Monday, June 14, 2021

Angels, Mermaids and Devil Machines

A dear friend died last week. She went down with her boots on, suddenly, with the smell of angel dust on her. Some folks die and it is sad or tragic. Others die and you have this feeling that the heavens just opened up something special-like. Nothing will ever be the same without them, but they also changed the world and then jumped on up to glory, like a flash. That was her. And my Daddy. The hole in the fabric of the universe might never heal, but we know they had to go. They were too good for this world. The devil loves to mess with peoples' minds, after a loved one dies. Every possible scenario of regret floats right on in and ruins everything. "If only..." Truth is, our loved ones with Jesus do not care now about this or that. They've done healed and are over it. Only we care, and we torture ourselves with what we can't change. We all need to stop doing that, and look around and fix what we can fix right now. 

I spent the weekend with my sister and some of her girls in Savannah. It was hot, muggy and rained a good bit, but we parked ourselves at Tybee Island Beach on Saturday. My joints were killing me, so my sister found me a ledge in a tidal pool to sit in. I settled my hinder parts in there and called it the Mermaid Chair. Hours passed and we all talked, laughed, soaked in the sun until we were pruney.  Women need that stuff. Our word boxes emptied out like lava from a slow volcano. Time stood still for a little while, one of those rare and beautiful days. We ate a delicious supper; the girls headed off to a ghost tour while Melanie and I opted for a movie. It wasn't horror, but it was mighty scary. I felt like we were little girls again, pulling our feet up into our seats to escape the monster aliens. Packing up Sunday morning was bittersweet; we had thoroughly enjoyed our time of uninterrupted sisterhood. It's so hard to get that anymore. We have 15 children and 18 grandkids between us, and life only gets more complicated the older we get. 
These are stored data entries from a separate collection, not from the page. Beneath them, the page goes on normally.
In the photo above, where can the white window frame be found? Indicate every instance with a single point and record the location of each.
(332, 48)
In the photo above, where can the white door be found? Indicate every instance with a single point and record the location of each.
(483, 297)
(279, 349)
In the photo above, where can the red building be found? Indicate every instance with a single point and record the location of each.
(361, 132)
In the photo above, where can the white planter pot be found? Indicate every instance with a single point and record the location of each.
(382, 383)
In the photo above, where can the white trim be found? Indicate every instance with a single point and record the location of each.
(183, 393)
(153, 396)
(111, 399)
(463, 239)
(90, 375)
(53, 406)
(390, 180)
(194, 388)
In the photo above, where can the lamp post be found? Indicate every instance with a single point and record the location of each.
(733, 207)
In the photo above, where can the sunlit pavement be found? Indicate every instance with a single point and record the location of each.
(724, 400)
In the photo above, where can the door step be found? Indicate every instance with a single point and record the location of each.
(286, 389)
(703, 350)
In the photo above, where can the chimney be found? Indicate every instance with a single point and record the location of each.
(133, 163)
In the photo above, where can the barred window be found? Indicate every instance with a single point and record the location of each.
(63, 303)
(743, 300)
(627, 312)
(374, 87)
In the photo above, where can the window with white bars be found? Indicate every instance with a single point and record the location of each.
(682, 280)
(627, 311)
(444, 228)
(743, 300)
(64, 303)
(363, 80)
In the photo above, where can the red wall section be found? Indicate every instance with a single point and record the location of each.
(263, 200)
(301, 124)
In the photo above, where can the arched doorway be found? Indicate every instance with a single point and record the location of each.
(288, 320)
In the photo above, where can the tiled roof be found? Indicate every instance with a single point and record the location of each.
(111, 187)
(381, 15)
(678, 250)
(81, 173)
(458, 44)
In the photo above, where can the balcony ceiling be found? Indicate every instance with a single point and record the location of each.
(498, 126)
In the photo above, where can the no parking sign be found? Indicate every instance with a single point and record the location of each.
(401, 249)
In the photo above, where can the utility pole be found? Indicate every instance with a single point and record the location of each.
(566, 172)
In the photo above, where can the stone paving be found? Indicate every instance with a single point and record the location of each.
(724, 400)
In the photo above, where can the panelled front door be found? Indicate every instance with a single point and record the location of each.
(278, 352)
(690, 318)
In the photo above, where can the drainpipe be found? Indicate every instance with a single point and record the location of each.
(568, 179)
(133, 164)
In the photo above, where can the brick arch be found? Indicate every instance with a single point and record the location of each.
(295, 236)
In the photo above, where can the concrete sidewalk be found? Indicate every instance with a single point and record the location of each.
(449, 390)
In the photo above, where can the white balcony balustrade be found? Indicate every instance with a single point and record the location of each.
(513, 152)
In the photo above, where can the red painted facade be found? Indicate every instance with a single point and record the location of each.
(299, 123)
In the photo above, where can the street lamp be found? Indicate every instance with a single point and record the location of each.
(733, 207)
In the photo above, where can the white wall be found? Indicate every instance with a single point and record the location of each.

No one told me that an MRI would be the most painful procedure I've ever been subjected to, but it pert-near was. This morning, they made me lay on my tummy, never a fun affair, and place my already very-sore arms above my head. Then they threaded my poor wrist in some kind of cage and told me not to move for twenty minutes. The technician said, "And by the way, this is actually the worst MRI that we do. Everybody's shoulders end up killing them in the end." Within minutes, the pain was searing and there was no end in sight. Add to that, the technician forgot to play my requested Mozart....(ole Amadeus would have at least distracted me a little). I breathed, did all those kooky relaxation tricks (thinking of beaches, mountains, waterfalls) and none of it worked. I remembered the births of my four children, how that at least the contractions came every few minutes instead of locking down like a vice-grip. I began imagining the pain of car wrecks and trains and planes. Then I thought about Jesus and began to understand why crucifixion is one of the worst deaths: it's because of those shoulders. Just when I thought I couldn't last one more second, all the crazy noise of that machine stopped and everything slid out of the tube. I boohooed like a baby. The sweet girl helped me up and out as I blubbered and ruined my makeup. Ken met me at the door, me a shredded mess. He quickly got me a drink out of the vending machine and made me take a pain pill. I am now ashamed of my wimpiness, but upon remembering birthing several 11-pound babies without drugs, I have to own that this was some more kind of unnatural torture. Either way, after having the shakes most of the day, I'm now in a perpetual state of thankfulness. Thank you, God, I'm out of that machine.  

1 comment:

  1. OH MY WORD!!!! I hate MRI’s!!!! They have to give me drugs to knock me OUT!!!!